Friday
Jun052009
HotPads Shows the True Cost of Hosting on Amazon

Mather Corgan, president of HotPads, gave a great talk on how HotPads uses AWS to run their real estate search engine. I loved the presentation for a few reasons:
This a really good example mix of where many companies are or would like to be with their applications.
Their total costs are about $11K/month, which is about what they were paying at their previous provider. I found this is a little surprising as I thought the cloud would be more expensive, but they only pay for what they need instead of having to over provision for transient uses like testing. And some servers aren't necessary anymore as EBS handles backups so database slave servers are no longer required.
There are lots more lessons like this that I've abstracted down below.
Site: http://hotpads.com - a map-based real estate search engine, listing homes for sale, apartments, condos, and rental houses.
Stats
Platform
Costs
* $150: 2 Small HAProxy Load Balancers - 2 for failover, these have the elastic IPs, round robin DNS point at the elastic IPs.

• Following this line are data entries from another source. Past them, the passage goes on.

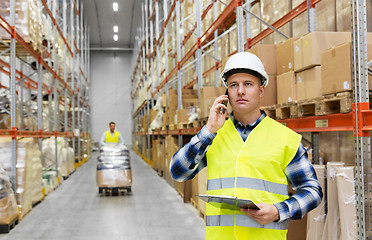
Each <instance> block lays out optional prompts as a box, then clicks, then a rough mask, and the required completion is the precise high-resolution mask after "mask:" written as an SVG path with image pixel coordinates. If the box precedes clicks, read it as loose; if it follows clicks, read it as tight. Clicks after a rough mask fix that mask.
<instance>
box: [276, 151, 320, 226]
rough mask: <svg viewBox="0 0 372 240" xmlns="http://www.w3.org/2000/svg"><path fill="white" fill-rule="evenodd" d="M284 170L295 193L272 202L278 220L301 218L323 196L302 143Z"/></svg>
mask: <svg viewBox="0 0 372 240" xmlns="http://www.w3.org/2000/svg"><path fill="white" fill-rule="evenodd" d="M284 171H285V174H286V175H287V178H288V180H289V182H291V183H292V187H293V189H294V190H296V193H295V194H293V196H291V197H289V198H288V199H286V200H284V201H283V202H280V203H276V204H274V206H275V207H276V208H277V209H278V211H279V216H280V220H279V222H282V221H284V220H287V219H301V218H302V217H303V216H304V215H305V214H306V213H308V212H309V211H311V210H312V209H314V208H316V207H317V206H318V205H319V204H320V202H321V201H322V198H323V192H322V188H321V187H320V185H319V182H318V179H317V177H316V173H315V170H314V168H313V166H312V165H311V163H310V161H309V159H308V157H307V152H306V150H305V148H304V147H303V146H302V144H300V146H299V148H298V150H297V153H296V155H295V157H294V158H293V160H292V161H291V162H290V163H289V164H288V166H287V167H286V168H285V170H284Z"/></svg>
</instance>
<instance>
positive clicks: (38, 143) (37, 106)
mask: <svg viewBox="0 0 372 240" xmlns="http://www.w3.org/2000/svg"><path fill="white" fill-rule="evenodd" d="M42 71H43V66H42V65H41V64H40V62H39V64H38V74H37V129H38V130H39V131H40V132H41V131H43V96H42V86H43V79H42V77H43V72H42ZM38 144H39V150H40V152H41V149H42V138H38Z"/></svg>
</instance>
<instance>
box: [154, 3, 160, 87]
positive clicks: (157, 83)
mask: <svg viewBox="0 0 372 240" xmlns="http://www.w3.org/2000/svg"><path fill="white" fill-rule="evenodd" d="M159 24H160V23H159V1H158V0H156V1H155V38H156V76H157V81H156V86H159V84H160V70H159V65H160V59H159V54H160V50H159V43H160V41H159V40H160V39H159Z"/></svg>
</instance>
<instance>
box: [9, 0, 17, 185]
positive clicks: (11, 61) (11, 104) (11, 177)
mask: <svg viewBox="0 0 372 240" xmlns="http://www.w3.org/2000/svg"><path fill="white" fill-rule="evenodd" d="M10 26H11V27H12V28H13V29H15V0H10ZM13 33H14V32H13ZM13 33H12V35H11V39H10V84H9V86H10V125H11V128H12V130H15V129H16V89H15V88H16V45H15V44H16V42H15V36H14V35H13ZM16 147H17V144H16V138H15V137H12V141H11V151H12V159H11V160H12V163H11V164H12V169H11V173H12V176H11V183H12V188H13V190H14V191H15V190H16V187H17V182H16V180H17V179H16V164H17V152H16V151H17V149H16Z"/></svg>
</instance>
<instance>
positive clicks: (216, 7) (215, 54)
mask: <svg viewBox="0 0 372 240" xmlns="http://www.w3.org/2000/svg"><path fill="white" fill-rule="evenodd" d="M217 18H218V12H217V2H214V3H213V22H214V21H216V19H217ZM217 38H218V30H216V31H214V58H215V61H216V69H215V70H214V80H215V86H216V87H219V86H220V82H221V81H220V77H219V74H218V65H219V64H220V63H219V62H218V61H217V59H219V58H218V41H217ZM198 94H199V93H198ZM199 106H200V105H199Z"/></svg>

* $1,200: 3-5 Large Tomcat Web Servers - an array of 3 run at night and 5 during the day.
* $1,500: 5 Large Tomcat Job Servers
* $900: 1 X-Large 1 Large Index Server - used to power property search and have several GB of RAM for the JVM
* $1,200: 1 X-Large 2 Large MySQL masters
* $1,200: 1 X-Large 2 Large MySQL slaves
* $300: 1 Large Messaging Server ActiveMQ - will be replaced with SQS
* $300: 1 Large Map tile creation servers Tilecache
* $600: Development/testing/migration/ servers
Lessons Learned
* For a 67 KB object (600 px image) which is where the cost of putting an image into S3 equals the cost of storing it there and about equal the cost of storing it once.
* For a 6.7 KB object (15 px thumb nail) the put (small fee for putting an object into S3) cost is 10x the storage transfer costs.
* In April 330 GB of images downloaded at $.15/GB cost $49. 55mm GETs at $1/mm cost $55. 42mm PUTs at $1/1k cost $420!
* $100 download and GETs of maptiles.
* So S3 very cheap for larger files, watch out for lots of short lived small files.
* Makes frequently viewed listings faster.
* For infrequently viewed listings the CloudFront has to go to S3 to get the file the first time which means you have to pay twice for a file that will be viewed only once.
* Used on database servers because it's faster than local storage (especially for random writes), blocks of data redundant, and supports easy backups and versioning via cloning.
* Only 10% cost overhead.
* Allowed them to get rid of second set of slaves because the backups were so CPU intensive they had to have slaves to do the backups. EBS allows snapshots of running drives so the extra slaves are unnecessary.
* Databases are I/O bound and the CPU is vastly underutilized so there's extra capacity when you need it.
* 1 year for the cost of 6 months and guaranteed (denied one time) to get an instance.
* Con is tied to an instance type and they want more flexibility to choose instance types as their software changes and take advantage of new instance types as they are released.
Reader Comments (5)
Love the 67kb rule of thumb for S3 put/storage ratio. Good to know!
Wow. This is a good study and thanks for the data and details. We at http://oCricket.com started off with AWS from Ground Zero and plan to go all the way along.
I always enjoy learning what other people think about Amazon Web Services and how they use them. Check out my very own tool CloudBerry Explorer that helps to manage S3 on Windows . It is a freeware.
We at http://www.binfire.com decided not to go with EC2 and S3. We are using our own servers. So far it has been more cost effective for us, but this article gave me a few details which I did not have before!
Thanks...
You should check out a company called OpSource. www.OpSource.net
They provide a total web operations solution for many of todays largest enterprise SaaS and On-Demand applications.
Amazon is great if your just starting off, but when you start to get serious and large enough you have to take in many other hidden costs not included here. For example, I don't see any information breaking down staff costs. Also, How does Amazon help in relation to optimization. They seem to allow you to throw a ton of hardware at a problem, but if the application had some suggested optimizations, perhaps you would pay even less long term.
I also ask about Compliance, Monitoring, and uptime.